Seven Tips for Beating the Holiday Blues

The holidays are here, and while we should be excitedly shopping and decking the halls, sometimes the season often brings unwelcome guests like chaos, stress, and depression – better known as the holiday blues. And it’s no wonder as the holidays often bring a dizzying array of issues such as financial worries, baking, shopping, cleaning, and entertaining.

Throw in an overwhelming career at a busy medical practice and a global pandemic, and it’s the perfect recipe for the holiday blues. If you’re dealing with feelings of stress or depression, know that you aren’t alone. There are ways to manage your symptoms and get the help you need; follow these seven tips for beating the blues this season!

Understanding seasonal depression. 

The holidays can trigger feelings of sadness for many reasons. Maybe you can’t make it to your family for the holidays; you may be missing the memories from holidays past, or are in a challenging financial situation. If you’re going through a difficult time, it is hard to see others with extra joy in their lives as they celebrate what should be the most wonderful time of the year.

However, not everyone is as happy as they appear, and seasonal depression is more common than you may think. Studies show that approximately 14 percent of Americans experience the winter blues. The holidays often present a never-ending list of challenging demands that exacerbate these feelings. So how do you know if you are experiencing the holiday blues? Some of the symptoms include:

  • Feeling more tired than usual.
  • Disrupted sleeping patterns.
  • Lack of pleasure in things that used to bring you joy.
  • Feeling easily angry or irritable.
  • Difficulty concentrating.
  • Feelings of loneliness.
  • Withdrawing from family and friends.

To treat seasonal depression, it’s crucial that you fully understand it and its symptoms. While the holiday blues are not an officially recognized disorder, that does not mean that these mental health problems should be ignored. Keep reading for tips on coping with these symptoms.

Take care of your body.

Eat well, drink a lot of water, get quality sleep, stay active, and then be merry. Instead of making yet another New Year’s resolution to join a gym or take a yoga class, give your mind and body an early gift and do it right now.

You will be amazed at how just the littlest bit of movement will lift your spirits and how reducing junk food, sugar, and alcohol will reduce your blues. Sleep deprivation and inconsistent sleep patterns are at the root of many people’s depression, making sleep a priority during these long winter months.

Accept your feelings.

If you can’t be with loved ones this season, or you are missing those who have passed away, it’s essential to realize that it’s normal to experience sadness. It’s acceptable to take some time for yourself to cry, reflect, or express your feelings.
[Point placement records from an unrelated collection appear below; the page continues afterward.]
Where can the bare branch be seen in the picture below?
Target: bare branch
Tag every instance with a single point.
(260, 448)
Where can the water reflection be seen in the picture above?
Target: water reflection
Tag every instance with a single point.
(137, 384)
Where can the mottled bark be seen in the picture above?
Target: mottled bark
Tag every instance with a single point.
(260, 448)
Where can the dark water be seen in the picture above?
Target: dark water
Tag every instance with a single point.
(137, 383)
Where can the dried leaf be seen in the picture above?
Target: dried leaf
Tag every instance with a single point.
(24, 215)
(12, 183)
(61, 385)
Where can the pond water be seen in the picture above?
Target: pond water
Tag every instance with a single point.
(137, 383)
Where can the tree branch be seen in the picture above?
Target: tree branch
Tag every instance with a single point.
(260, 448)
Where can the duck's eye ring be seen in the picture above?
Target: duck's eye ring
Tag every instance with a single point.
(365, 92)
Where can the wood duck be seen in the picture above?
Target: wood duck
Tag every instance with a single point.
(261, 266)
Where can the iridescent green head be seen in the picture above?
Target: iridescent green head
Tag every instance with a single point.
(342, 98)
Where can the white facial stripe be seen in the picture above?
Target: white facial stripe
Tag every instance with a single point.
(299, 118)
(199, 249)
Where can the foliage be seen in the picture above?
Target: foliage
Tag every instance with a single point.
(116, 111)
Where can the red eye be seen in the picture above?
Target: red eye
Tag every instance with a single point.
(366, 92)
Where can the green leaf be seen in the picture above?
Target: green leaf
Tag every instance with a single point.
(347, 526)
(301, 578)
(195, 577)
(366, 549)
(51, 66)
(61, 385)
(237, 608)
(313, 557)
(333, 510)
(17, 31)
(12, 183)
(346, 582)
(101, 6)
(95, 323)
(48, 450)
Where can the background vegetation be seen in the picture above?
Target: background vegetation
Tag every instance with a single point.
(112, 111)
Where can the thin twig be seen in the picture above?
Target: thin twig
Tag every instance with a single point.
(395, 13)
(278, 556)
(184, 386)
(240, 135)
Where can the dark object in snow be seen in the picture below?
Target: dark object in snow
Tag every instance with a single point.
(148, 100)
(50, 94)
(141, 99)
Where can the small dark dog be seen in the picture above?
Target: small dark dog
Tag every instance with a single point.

You can’t force yourself to be happy just because it’s the holiday season. So be kind to yourself and give yourself some time to wallow in your sadness now and then. Just don’t make it a habit.

Know when to say no.

Saying yes when you should say no can leave you feeling resentful and drained – especially at work. Friends and colleagues will understand if you can’t participate in every project or pick-up extra shifts.

If it’s not possible to say no when your supervisor asks you to work overtime, remove something else from your schedule to make up for the lost time.

[Need more tips on reducing stress at work? Click here!]

Seek help.

Don’t underestimate the power of friends, family, co-workers, or support groups. Talk about your feelings with them, make a simple phone call, or chat over coffee. Releasing your emotions will help others understand you, and more importantly, help you understand yourself!

Focus on gratitude.

Embracing gratitude and positivity can help to ease some of the sadness that occurs during the holiday season. Research shows that focusing on thankfulness helps people feel happier and more optimistic, even when things aren’t going well.

Another way to help yourself feel more grateful is by helping others. Helping others can be the best antidote to self-pity and seasonal sadness. Find someone who is struggling more than you are, lend them a helping hand, and remind yourself of the real meaning of the season.

Talk to a professional.

Remember that if you are experiencing a bout of the winter blues or full-blown depression, there is no need for you to handle it alone. If your feelings of sadness or hopelessness become more serious, talk to a mental health professional.

The holiday blues can turn November and December into a time of dread for many. But there are things that you can do to turn it around; start by paying attention to the situations contributing to your stress, anxiety, and sadness. By understanding the things that lead to your holiday blues, you can begin taking steps to control these triggers before they take over your joy and happiness.